Plenty of accomplishment on display as a quartet makes its label debut

Hanson Quartet: Schumann

The Strad Issue: September 2024

Description: Plenty of accomplishment on display as a quartet makes its label debut

Musicians: Hanson Quartet; Adam Laloum (piano)

Works: Schumann: Three String Quartets op.41. Piano Quintet in E flat major

Catalogue number: HARMONIA MUNDI HMM90 2726/27 (2 CDs)

I remarked in the June issue on the way Schumann’s chamber music has, over the past quarter-century or so, become a major attraction for new and emerging ensembles. Now here comes the Hanson Quartet in the group’s Harmonia Mundi debut and only its second recording (following Haydn on Aparté in 2019).

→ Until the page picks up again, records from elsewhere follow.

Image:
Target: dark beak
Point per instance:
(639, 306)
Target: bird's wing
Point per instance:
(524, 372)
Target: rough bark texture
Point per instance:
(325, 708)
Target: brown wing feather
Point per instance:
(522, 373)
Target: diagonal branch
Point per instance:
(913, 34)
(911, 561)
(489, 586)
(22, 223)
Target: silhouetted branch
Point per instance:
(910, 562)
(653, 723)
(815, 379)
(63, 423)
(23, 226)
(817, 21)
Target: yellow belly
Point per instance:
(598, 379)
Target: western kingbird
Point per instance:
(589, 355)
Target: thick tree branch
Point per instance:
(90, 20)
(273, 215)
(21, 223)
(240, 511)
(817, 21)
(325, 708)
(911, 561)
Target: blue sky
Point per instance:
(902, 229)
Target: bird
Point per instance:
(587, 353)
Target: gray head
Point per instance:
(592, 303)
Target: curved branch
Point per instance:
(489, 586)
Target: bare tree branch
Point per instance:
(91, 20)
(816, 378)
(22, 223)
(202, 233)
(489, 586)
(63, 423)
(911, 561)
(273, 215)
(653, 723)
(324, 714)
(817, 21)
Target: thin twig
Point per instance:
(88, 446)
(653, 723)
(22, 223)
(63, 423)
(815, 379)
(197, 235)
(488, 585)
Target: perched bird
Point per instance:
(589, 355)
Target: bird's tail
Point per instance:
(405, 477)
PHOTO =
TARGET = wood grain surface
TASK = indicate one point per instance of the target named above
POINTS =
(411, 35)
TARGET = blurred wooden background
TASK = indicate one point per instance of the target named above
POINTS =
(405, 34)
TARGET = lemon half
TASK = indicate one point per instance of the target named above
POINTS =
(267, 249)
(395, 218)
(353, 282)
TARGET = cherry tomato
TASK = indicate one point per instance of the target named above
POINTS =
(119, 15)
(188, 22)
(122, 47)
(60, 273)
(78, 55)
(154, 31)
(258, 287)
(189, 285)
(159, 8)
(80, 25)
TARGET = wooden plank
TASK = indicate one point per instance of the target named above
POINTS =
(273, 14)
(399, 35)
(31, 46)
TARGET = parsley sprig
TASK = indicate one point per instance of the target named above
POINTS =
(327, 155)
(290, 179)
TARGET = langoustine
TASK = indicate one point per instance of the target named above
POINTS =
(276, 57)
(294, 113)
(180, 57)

You immediately hear how at home these players are in Schumann’s world, the studied vulnerability of the First Quartet’s introduction giving way to a confidence that demonstrates long acquaintance with this music. Counterpoint, which saturates so much of Schumann’s chamber output, is cleanly dispatched, while slow music is poised and polished, and intensity is maintained whether in the chromatic contortions of, say, the First’s Adagio or the hesitant variations of the Third’s Assai agitato.

All that is perhaps missing is the last ounce of devilry, of the dynamism that is revealed so readily in the modern benchmark recording by the Doric Quartet (Chandos). The Hanson does, though, score over the Doric in including the long second repeat in the finale of the Second Quartet. That said, the Hanson’s tempos are almost uniformly less driven than the Doric’s, often markedly so, tempering some of the wildness of Schumann’s mood-shifts, though the assurance of these accounts is impressive.

The set is completed with the Piano Quintet for which Adam Laloum joins the quartet. Everything is executed with accomplishment but the virtuoso extroversion is underplayed. Come for the quartets, perhaps go elsewhere for the quintet.